There are various black holes into which various emails still fall (if someone wants to email me a ZIP or an EXE, they must encrypt it to one of my public keys, then send it; joining new mailing lists often means some fiddling around with Spampal's whitelists). But compared to a choked inbox, these problems are minor.
false positives are NON-spam that is detected as spam; false negatives are spam that is NOT detected as spam
use a fast connection, so that mail doesn't take long to download
use a fast computer, so it doesn't slow down much (or, move some/all of the filtering to a secondary computer) - a slow, old computer will work, however
wading through the spam folder
Assuming you set up at least one spam filter, you'll end up with a folder in your email application full of messages that tripped the filter. If the filters are any good, most of these messages will be spam. However the occasional legitimate email may end up there, for numerous reasons; it's thus a good idea to periodically look through this folder, rather than just deleting all the messages without looking at them. These erroneously filtered messages are known as false positives. Here's the process I use to go through the spam folder:
Sort by size - the biggest messages are sometimes false positives (attachments from associates, etc). Also the smallest are usually blank and can be removed.

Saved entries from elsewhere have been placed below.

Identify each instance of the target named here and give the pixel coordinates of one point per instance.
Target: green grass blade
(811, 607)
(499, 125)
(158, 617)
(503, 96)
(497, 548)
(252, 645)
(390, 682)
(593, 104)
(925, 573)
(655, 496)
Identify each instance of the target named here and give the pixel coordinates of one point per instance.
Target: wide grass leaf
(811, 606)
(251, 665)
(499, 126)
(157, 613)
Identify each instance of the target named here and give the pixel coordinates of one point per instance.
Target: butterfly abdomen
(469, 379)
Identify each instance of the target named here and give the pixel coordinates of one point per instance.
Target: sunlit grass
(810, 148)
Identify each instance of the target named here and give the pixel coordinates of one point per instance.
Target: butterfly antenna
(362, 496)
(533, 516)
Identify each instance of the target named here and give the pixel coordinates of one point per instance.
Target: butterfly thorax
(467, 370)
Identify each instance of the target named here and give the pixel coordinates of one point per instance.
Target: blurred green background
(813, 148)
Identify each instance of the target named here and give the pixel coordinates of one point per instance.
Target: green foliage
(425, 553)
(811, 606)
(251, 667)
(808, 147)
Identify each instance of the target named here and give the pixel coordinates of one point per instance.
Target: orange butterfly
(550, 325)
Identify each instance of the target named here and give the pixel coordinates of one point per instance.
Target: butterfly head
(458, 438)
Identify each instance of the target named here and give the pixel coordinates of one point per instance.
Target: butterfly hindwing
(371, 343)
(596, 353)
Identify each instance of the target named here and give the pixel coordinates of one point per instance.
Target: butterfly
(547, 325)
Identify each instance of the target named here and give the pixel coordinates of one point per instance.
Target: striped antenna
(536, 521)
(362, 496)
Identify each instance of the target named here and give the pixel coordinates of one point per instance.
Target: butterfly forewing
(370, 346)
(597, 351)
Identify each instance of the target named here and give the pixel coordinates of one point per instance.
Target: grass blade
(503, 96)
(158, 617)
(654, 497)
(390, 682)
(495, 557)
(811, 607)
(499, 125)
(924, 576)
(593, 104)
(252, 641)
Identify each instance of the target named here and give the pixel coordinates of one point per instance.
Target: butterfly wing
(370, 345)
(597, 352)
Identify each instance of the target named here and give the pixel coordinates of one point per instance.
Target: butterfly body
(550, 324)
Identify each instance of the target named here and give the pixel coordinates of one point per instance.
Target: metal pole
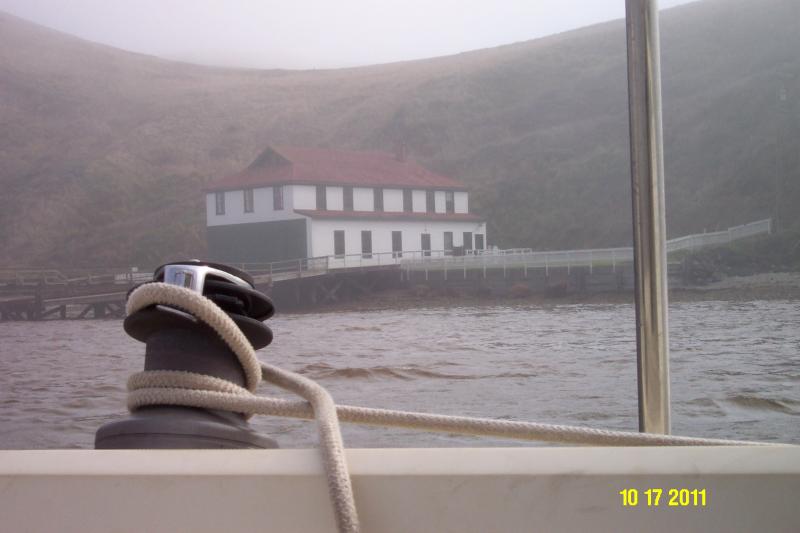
(649, 228)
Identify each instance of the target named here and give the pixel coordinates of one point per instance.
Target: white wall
(322, 234)
(335, 198)
(439, 201)
(302, 196)
(393, 200)
(262, 208)
(461, 202)
(363, 199)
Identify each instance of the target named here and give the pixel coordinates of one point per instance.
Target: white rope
(162, 387)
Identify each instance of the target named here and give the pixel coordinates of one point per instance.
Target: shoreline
(775, 286)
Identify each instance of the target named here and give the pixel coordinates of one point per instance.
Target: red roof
(384, 215)
(280, 165)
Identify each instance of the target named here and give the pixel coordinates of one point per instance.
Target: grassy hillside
(103, 152)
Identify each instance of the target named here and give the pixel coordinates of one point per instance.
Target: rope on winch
(164, 387)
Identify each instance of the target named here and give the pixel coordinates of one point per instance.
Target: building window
(338, 243)
(397, 244)
(248, 200)
(366, 244)
(408, 203)
(430, 201)
(348, 198)
(448, 243)
(467, 240)
(322, 200)
(426, 244)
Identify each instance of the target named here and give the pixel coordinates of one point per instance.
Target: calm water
(735, 370)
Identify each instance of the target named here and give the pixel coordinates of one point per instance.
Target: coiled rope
(161, 387)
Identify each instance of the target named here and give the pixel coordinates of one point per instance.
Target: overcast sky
(312, 33)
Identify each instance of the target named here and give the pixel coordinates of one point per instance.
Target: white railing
(493, 258)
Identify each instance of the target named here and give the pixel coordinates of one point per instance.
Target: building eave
(389, 215)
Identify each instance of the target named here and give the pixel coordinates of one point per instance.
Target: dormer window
(407, 201)
(348, 198)
(430, 201)
(322, 199)
(277, 198)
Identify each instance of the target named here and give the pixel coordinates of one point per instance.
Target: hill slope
(103, 152)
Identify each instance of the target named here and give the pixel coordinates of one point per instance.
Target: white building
(293, 203)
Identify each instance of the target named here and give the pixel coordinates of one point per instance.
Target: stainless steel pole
(649, 228)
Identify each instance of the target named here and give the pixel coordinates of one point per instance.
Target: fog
(312, 33)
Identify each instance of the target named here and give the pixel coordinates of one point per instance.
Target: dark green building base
(258, 242)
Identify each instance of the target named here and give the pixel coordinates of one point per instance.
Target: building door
(397, 244)
(467, 241)
(338, 243)
(366, 244)
(448, 243)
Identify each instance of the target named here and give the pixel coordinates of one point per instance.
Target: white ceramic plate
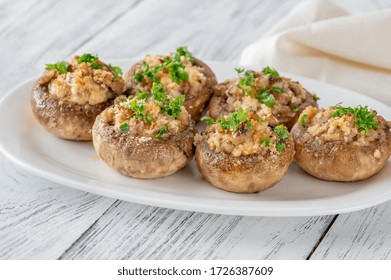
(77, 165)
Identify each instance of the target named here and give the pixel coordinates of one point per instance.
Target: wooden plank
(364, 234)
(129, 231)
(40, 219)
(39, 32)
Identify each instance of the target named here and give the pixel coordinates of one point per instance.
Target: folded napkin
(321, 40)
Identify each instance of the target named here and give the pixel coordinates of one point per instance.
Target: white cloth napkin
(320, 40)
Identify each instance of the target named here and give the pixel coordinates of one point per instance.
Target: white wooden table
(43, 220)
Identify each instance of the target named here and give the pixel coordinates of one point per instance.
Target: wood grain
(364, 234)
(40, 219)
(129, 231)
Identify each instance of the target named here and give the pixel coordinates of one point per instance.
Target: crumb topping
(244, 133)
(84, 83)
(327, 125)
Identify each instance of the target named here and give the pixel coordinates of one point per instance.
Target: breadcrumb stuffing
(322, 125)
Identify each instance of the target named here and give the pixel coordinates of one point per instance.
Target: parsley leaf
(266, 98)
(234, 120)
(137, 108)
(138, 77)
(270, 72)
(117, 71)
(209, 120)
(365, 119)
(276, 89)
(60, 66)
(303, 120)
(294, 108)
(162, 131)
(173, 64)
(93, 60)
(177, 71)
(281, 131)
(315, 96)
(158, 92)
(148, 118)
(173, 108)
(246, 82)
(124, 127)
(183, 51)
(265, 141)
(142, 95)
(280, 147)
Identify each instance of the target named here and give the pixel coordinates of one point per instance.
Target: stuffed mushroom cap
(342, 144)
(242, 153)
(145, 138)
(180, 74)
(277, 99)
(68, 96)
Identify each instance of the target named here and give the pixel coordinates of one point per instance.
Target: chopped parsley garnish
(148, 118)
(276, 89)
(266, 98)
(303, 120)
(265, 141)
(137, 108)
(315, 96)
(124, 127)
(294, 108)
(93, 60)
(209, 120)
(365, 119)
(246, 82)
(281, 131)
(158, 92)
(142, 95)
(117, 71)
(162, 131)
(183, 51)
(235, 120)
(280, 147)
(177, 70)
(139, 77)
(173, 108)
(173, 64)
(60, 66)
(270, 72)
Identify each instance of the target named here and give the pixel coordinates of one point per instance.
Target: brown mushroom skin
(244, 174)
(336, 161)
(138, 158)
(64, 119)
(194, 104)
(218, 105)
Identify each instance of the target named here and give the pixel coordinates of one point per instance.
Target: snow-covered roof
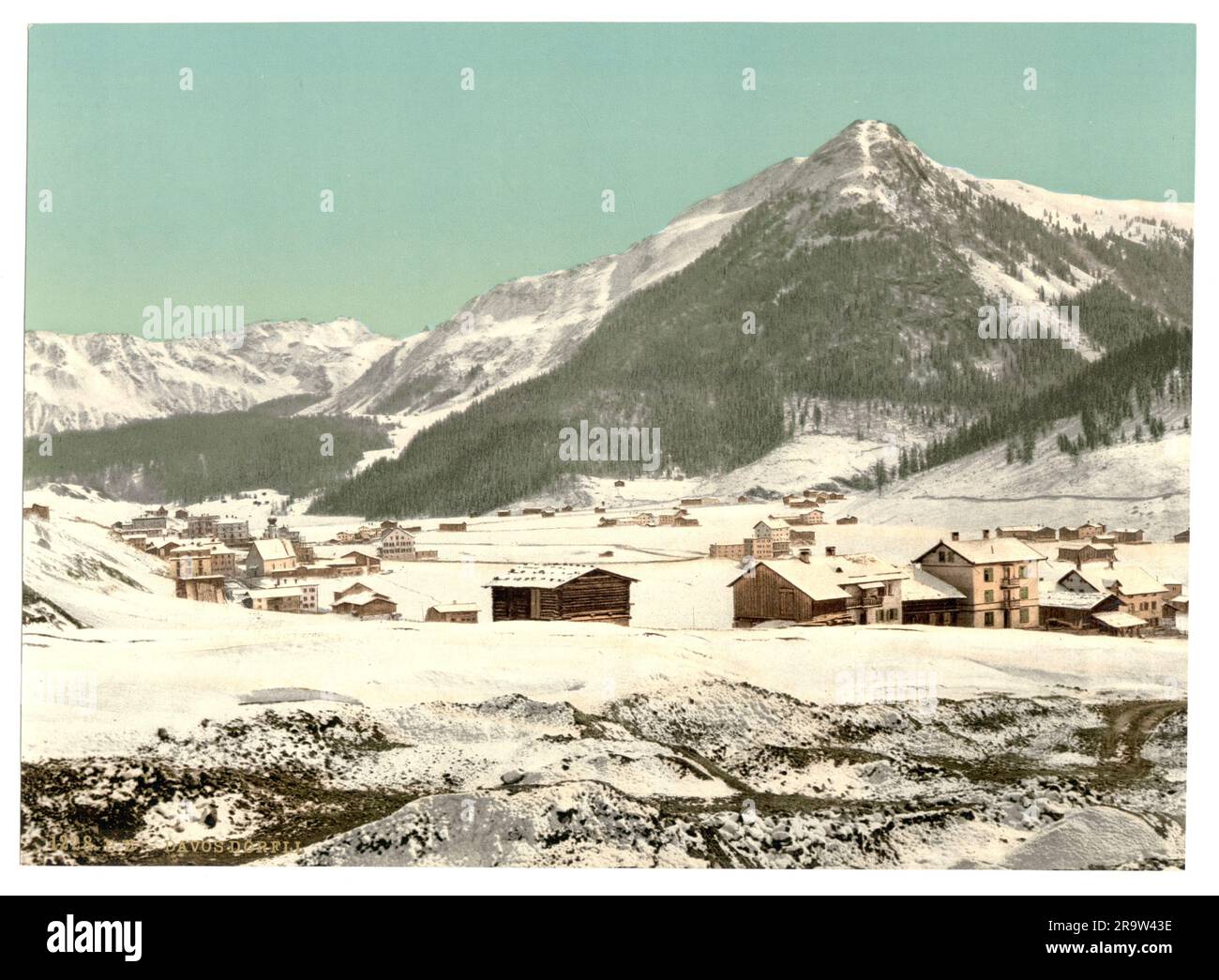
(1064, 598)
(923, 585)
(547, 576)
(269, 549)
(988, 550)
(1120, 619)
(823, 577)
(283, 592)
(364, 598)
(815, 580)
(862, 567)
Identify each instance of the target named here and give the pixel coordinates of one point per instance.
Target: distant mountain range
(862, 265)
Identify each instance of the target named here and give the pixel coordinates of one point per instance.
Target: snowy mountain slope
(93, 381)
(865, 264)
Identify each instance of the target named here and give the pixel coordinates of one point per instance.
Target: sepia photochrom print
(622, 445)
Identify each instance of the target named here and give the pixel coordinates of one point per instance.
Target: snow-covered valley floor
(170, 731)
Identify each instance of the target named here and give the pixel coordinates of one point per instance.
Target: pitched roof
(990, 550)
(283, 590)
(813, 580)
(364, 598)
(455, 607)
(1064, 598)
(548, 576)
(1130, 578)
(925, 585)
(823, 577)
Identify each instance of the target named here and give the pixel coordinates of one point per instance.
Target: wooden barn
(578, 593)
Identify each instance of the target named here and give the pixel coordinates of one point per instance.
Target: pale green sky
(211, 195)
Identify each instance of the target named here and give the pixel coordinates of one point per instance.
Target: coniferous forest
(193, 458)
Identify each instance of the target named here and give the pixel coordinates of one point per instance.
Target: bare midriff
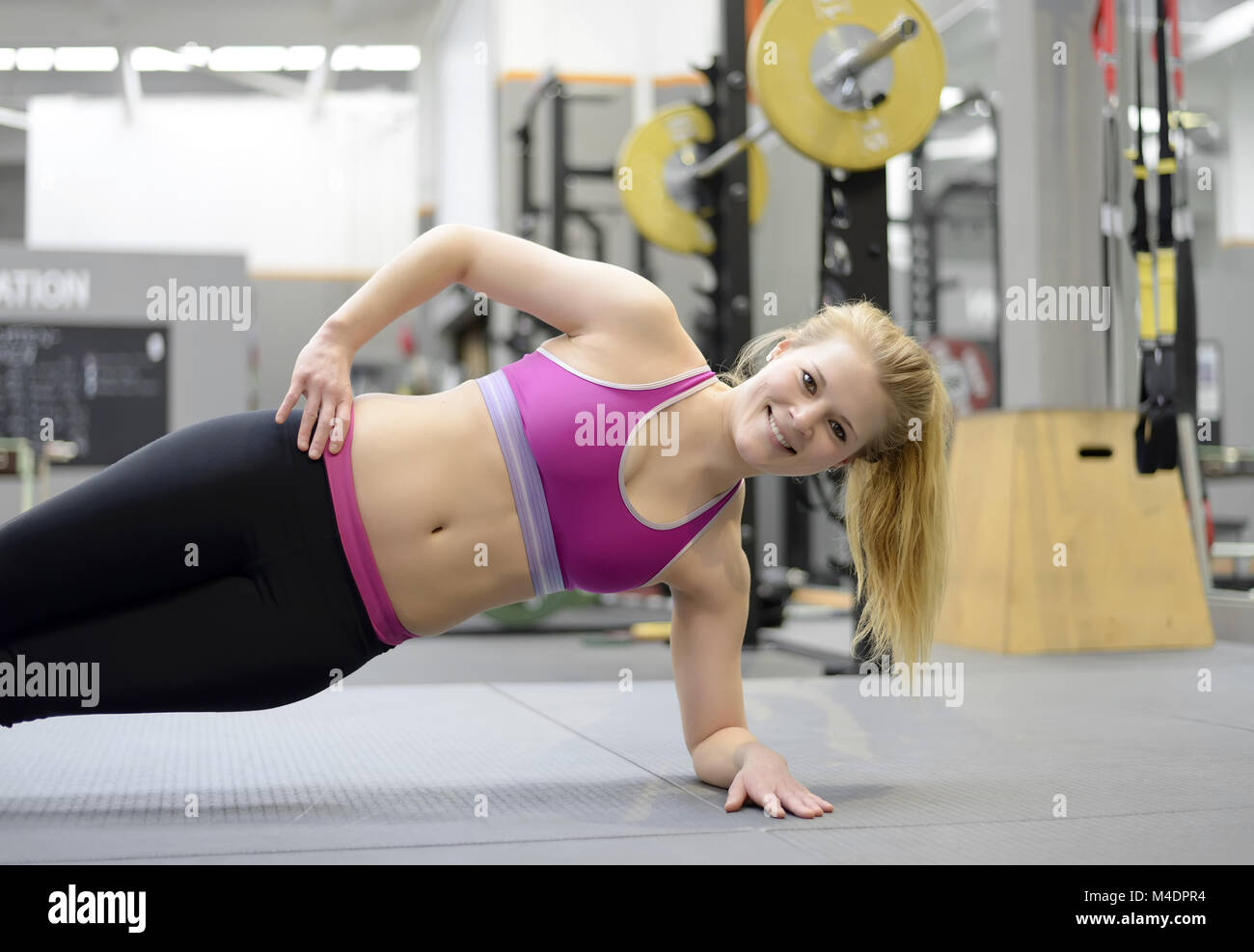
(437, 502)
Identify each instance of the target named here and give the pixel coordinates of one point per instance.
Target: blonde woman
(327, 537)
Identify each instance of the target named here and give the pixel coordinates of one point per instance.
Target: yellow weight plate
(784, 49)
(643, 165)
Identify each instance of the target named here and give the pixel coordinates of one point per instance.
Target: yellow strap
(1166, 292)
(1145, 272)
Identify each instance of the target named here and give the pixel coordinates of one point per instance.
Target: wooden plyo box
(1028, 482)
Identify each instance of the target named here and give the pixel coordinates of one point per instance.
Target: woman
(220, 568)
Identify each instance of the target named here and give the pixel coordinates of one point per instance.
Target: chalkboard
(103, 388)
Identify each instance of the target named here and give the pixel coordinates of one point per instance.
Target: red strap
(1104, 42)
(1177, 71)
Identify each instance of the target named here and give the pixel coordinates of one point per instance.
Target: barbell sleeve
(835, 71)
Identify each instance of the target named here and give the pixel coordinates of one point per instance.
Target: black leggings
(202, 572)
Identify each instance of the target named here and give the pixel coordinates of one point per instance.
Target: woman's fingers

Sort by datetime - delete the uppermost and lowermost portions of the list (messages from the past and future are used by spammers to force their messages to these locations)
Sort by subject - delete the uppermost and lowermost portions of the list (spammers use punctuation and other tricks to force their messages to these locations)
Sort by name - delete the uppermost and lowermost portions of the list (spammers use punctuation and other tricks to force their messages to these locations); scroll through the list looking for repeats of the same name (most spammers don't usually use the same name twice, so repeats here are false positives, or duplicate messages)
Search for known strings (words or phrases in subject lines, or email addresses, that are known to end up in the spam folder)
Add new strings found to the list of strings (above) and/or whitelist them somehow
Depending on the volume of messages remaining, you may wish to scroll through the list for known senders
Delete all the remaining messages
Problem: If your spam folder ends up with 1000's of messages, it's not feasible to go through it manually, BUT there may be mail in there from someone you know.
Solution: Periodically scan the spam folder for mail from anyone on a list of known-good senders, move any matching messages from the spam folder to the inbox.
The scan is done by software (not currently available for download); before scanning occurs, the list of known-good senders is obtained from multiple sources, and built on-the-fly.
Using an automated tool like this means false positives are less important, as the tool can find them, even if they are buried amongst thousands of spams.